Tuesday, November 25, 2014

New Rep Theatre Continues Its 30th Anniversary Season With "The Little Prince"

Nick Sulfaro as The Aviator
"The Little Prince"
New Rep Theatre
Through December 21

When Antoine Saint-Exupery published his novella and sketch book, "The Little Prince," about the mysterious boy who travels from a distant planet to the Sahara, critics were mixed in knowing how to categorize the work.  Was it a children's book or a philosophical work for adults?  The best comprise description seems to be that it is "a parable for grown people in the guise of a simple story for children."  Over the years there have been many dramatic adaptations of this tale on screen and on stage.  The current adaptation being presented by the New Rep Theatre uses Music by Rick Cummins and Book and Lyrics by John Scoullar.  The production is Directed and choreographed by Ilyse Robbins.  The Set design by Matthew Lazure is beautifully rendered, using elements that suggest airplane instruments, compasses and other astronomical devices, with a space for shadow projection, a rotating disc and hidden spaces that become volcanoes and wells.  Costumes by Chelsea Kerl are creative and effective, Lighting by Karen Perlow is just right as is Sound Design by Michael Policare.

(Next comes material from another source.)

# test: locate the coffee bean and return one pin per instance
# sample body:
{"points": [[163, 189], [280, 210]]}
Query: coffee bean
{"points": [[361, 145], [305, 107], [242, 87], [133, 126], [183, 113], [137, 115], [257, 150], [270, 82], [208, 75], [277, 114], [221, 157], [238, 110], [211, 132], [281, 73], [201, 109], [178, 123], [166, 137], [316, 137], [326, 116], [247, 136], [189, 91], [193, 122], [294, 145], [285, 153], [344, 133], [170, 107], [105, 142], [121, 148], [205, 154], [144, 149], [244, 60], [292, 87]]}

The cast of four work hard during this show that feels a bit too long, partly because with a few exceptions, the music and lyrics are largely vanilla and forgettable.  The exceptions are the Prince's song "44 Sunsets," Conceited Man's "Admire Me," and the duet between the Fox and the Little Prince "Day After Day."

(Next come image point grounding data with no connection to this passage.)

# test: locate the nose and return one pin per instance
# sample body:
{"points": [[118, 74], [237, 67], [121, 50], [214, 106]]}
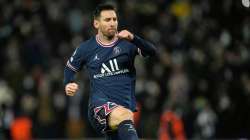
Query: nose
{"points": [[112, 23]]}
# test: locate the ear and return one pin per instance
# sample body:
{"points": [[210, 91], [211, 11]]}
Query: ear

The Little Prince is portrayed by young Wil Moser.  He has a very pleasing singing voice and an engaging presence.  On opening night, his movements seemed a bit mechanical and deliberate, but he seems to have good stage instincts, so I expect that he will settle more comfortably into that aspect of the role as the run of the show progresses.

Nick Sulfaro as The Aviator stranded in the Sahara also has a very nice singing voice.  I would have wished for a bit more emotional range from his character, but I sense that some of that limited range is due to the way in which the character is written.  He shines in the number "Some Otherwhere."

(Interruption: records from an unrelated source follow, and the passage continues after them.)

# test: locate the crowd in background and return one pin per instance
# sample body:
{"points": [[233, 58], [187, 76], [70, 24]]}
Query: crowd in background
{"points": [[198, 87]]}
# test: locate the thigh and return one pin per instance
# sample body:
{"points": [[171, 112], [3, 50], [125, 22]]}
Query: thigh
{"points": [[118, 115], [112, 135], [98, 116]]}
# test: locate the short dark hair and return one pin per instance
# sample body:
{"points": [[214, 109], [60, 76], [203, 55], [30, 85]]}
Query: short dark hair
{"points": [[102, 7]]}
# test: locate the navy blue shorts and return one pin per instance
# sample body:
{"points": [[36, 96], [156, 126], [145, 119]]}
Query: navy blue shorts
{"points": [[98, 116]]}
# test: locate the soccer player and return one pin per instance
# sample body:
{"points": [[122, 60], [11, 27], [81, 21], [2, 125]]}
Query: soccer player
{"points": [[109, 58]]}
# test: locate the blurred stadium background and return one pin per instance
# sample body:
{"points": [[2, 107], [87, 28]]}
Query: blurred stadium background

Laura Jo Trexler shows flexibility in portraying both the  stationary Rose and the slithering Snake. She conveys heartbreak in singing her adieu to The Little Prince in "I Love You Goodbye."

Andrew Barbato plays a variety of Men of the Planets in Act I and The Fox in Act II.  He flat out steals the show.  His versatility in portraying a succession of solipsistic solo inhabitants of tiny planets is a delight.  I roared with laughter at his antics as a King, a Conceited Man and a Business Man.  As The Fox, he toggles back and forth between appearing ferocious one second and cuddly the next.  His interactions with The Little Prince as they negotiate whether or not the boy should undertake to "tame" the fox is a highlight of the show.

The theme of taming takes on a new form as the relationship between the Little Prince and the Aviator matures.  It is at this point that the story hones in on the metaphysical themes of the story as the fox imparts his wisdom to The Little Prince, who in turn shares it with the Aviator: "It is only with the heart that one can see rightly; what is essential is invisible to the eye."

There is much to delight the eye and ear in this show.    It can be a good holiday treat for the family.

"The Little Prince" will run at the Arsenal Center for the Arts trough December 21st.